By naming Morgan in her TikTok live, Qing Madi was making an argument the Nigerian music industry does not want to hear: that nothing changed after Cynthia Morgan. That the same structures that enabled that situation are still operating a decade later, with a new artist, new platforms, and the same fundamental power imbalance between a management company with institutional resources and a young artist whose only leverage is her audience’s emotional investment.
The internet responded to that argument viscerally because it is true. The structures did not change.
What the Industry Needs to Actually Build
The Qing Madi situation is the fourth significant artist-label ownership dispute this publication has covered in the past two months. Burna Boy‘s early catalogue in litigation over an alleged unauthorised transfer. Joeboy‘s copyright case collapsing in a US federal court because emPawa could not prove clean ownership under discovery. Asake buying out his YBNL contract to form Giran Republic. And now Qing Madi watching her songs disappear from Spotify while a court injunction sits unresolved.
These are not isolated incidents. They are symptoms of an industry that has built global commercial success without building the legal and contractual infrastructure to sustain it safely.
The specific things that would change this are not complicated. Mandatory independent legal representation for any artist under 18 before signing any contract. Standard cooling-off periods between when a contract is presented and when it is signed. An industry body not a government agency, an industry-funded institution that provides free contract review for emerging artists who cannot afford entertainment lawyers. Clear protocols for what happens to digital catalog ownership when a contract is disputed before a court has ruled.

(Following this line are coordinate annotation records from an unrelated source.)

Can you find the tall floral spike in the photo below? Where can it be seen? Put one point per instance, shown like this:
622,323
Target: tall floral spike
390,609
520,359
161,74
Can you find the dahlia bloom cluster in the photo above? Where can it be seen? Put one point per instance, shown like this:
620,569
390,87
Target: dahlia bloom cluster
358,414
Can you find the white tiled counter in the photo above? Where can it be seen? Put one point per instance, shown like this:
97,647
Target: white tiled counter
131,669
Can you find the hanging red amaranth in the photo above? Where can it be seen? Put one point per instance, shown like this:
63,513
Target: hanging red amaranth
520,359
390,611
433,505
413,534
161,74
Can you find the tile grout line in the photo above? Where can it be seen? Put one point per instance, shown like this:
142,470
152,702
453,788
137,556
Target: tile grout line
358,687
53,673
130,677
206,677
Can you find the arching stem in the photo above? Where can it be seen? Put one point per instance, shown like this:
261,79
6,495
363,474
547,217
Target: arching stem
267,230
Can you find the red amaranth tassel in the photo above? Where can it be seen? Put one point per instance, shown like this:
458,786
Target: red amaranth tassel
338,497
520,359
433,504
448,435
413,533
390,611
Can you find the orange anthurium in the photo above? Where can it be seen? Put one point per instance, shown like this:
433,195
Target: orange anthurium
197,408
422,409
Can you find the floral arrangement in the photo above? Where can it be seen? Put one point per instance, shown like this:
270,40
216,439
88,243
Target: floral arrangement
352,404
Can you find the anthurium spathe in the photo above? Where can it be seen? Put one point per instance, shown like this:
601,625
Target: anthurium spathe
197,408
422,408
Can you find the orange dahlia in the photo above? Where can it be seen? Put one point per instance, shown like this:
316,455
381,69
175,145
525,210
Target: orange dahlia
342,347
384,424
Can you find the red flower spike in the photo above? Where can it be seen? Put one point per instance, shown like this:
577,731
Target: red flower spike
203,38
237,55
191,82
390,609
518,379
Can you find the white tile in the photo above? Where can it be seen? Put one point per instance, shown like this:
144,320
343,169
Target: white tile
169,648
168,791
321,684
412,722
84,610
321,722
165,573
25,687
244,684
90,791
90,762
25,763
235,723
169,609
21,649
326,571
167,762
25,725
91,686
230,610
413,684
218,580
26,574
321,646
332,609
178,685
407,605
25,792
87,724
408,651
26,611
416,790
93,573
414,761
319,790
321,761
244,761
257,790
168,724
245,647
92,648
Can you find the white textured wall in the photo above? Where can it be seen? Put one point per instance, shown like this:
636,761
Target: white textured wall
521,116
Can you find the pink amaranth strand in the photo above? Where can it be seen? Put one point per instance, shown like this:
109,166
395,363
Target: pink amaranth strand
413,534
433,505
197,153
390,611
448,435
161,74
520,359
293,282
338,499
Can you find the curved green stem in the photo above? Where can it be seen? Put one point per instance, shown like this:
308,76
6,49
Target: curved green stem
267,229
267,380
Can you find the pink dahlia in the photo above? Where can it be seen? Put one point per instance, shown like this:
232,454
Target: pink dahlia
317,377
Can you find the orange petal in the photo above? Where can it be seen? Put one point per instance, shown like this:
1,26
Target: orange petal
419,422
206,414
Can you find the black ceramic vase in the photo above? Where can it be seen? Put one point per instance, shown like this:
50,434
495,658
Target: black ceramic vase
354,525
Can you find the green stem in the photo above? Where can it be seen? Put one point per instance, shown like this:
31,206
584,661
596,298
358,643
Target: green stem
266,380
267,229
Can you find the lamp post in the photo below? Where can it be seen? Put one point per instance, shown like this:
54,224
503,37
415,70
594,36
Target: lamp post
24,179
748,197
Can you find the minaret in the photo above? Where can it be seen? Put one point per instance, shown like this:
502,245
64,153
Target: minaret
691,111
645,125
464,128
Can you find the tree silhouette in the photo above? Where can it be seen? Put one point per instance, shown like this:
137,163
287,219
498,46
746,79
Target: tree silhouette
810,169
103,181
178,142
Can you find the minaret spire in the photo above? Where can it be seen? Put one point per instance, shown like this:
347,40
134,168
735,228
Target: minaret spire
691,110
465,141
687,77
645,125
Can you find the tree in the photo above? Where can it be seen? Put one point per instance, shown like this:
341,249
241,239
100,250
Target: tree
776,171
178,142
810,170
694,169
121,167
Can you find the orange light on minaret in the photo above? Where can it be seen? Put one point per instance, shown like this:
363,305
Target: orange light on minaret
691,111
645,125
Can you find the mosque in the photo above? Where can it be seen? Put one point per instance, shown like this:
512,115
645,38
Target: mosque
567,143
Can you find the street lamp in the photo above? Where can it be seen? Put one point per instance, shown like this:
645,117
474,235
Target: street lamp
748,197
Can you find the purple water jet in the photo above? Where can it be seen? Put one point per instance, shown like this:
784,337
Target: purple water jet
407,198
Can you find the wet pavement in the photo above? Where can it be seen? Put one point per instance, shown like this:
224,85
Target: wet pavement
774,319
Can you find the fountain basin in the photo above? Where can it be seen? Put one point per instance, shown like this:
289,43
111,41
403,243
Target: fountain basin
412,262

None of these exist in any meaningful form in Nigerian music. The Tiwa Savage Foundation and Berklee partnership announced last month is the most significant structural investment in artist education the industry has seen. But training the next generation of music professionals takes years. Qing Madi needs a solution now.
Qing Madi’s rise has been one of the more closely watched in recent Afrobeats history. Since breaking out with See Finish in 2022 and later releasing her debut album, she has steadily built momentum as one of the genre’s most promising young voices.
She is 19 years old. She has already survived more industry machinery than most artists encounter in a full decade. She is still making music, still releasing projects, still building. The resilience is real.
What should also be real, and is not, is an industry structure that does not require that level of resilience from a teenager in the first place.